A Fine Jewel: A champion of couture with parsimony, Emmanuel Aubry decided to “turn water to ice” by mounting a 47-carat rectangular cabochon atop a mirror in a white-gold cage setting called the Riva, in homage to the boat. By the time you read this, the one-of-a-kind Riva will have likely vaporized. (It happens to be the least bank-breaking bauble of the week.) Fortunately, Aubry has other aquas to freeze and plenty of other stones where “things are happening.”
Boucheron: Japan, Russia, India, China, and Persia offered up a whirlwind world tour of inspirations, among them a Bolshoi-informed diamond necklace that can become a tiara: the Trésor de Perse necklace in diamonds, rock crystal, and two cabochon sapphires including one that once belonged to the shah of Iran and a 190-carat engraved emerald that belonged to a 17th-century maharajah. “It’s all about the majesty of the stones,” commented creative director Claire Choisne. “There’s no need for complexity. I try to stay as invisible as possible and keep it simple.”
Buccellati: Every two years, Buccellati focuses on a single object. This year, it’s Bracelets de Rêves. Forty unique variations on house signatures by Andrea Buccellati feature baroque flourishes set into a silky, textured background known as rigato, a proprietary technique, or gold honeycomb lace. The dazzling diamond-, sapphire-, and tsavorite-encrusted cuff was two years in the making. The house is also quietly turning out unexpected pieces, such as gold and diamond iPad and phone covers.

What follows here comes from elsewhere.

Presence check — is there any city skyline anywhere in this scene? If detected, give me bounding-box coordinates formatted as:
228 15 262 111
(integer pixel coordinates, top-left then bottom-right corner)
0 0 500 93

Bulgari: Stones talk. Lucia Silvestri has spent her life listening to them for Bulgari, but even she can’t quite explain how she does it. That’s why she decided to whittle 4 carats off her favorite stone in the collection: a Burmese sapphire. The 58-carat cabochon anchors one of the nine creations in the Musa collection. Overall, candy-colored stones with irregular shapes and bezel settings take pride of place. (Silvestri affectionately calls one necklace “The Flintstone.”) High-jewelry serpentis mark the house’s 130th anniversary.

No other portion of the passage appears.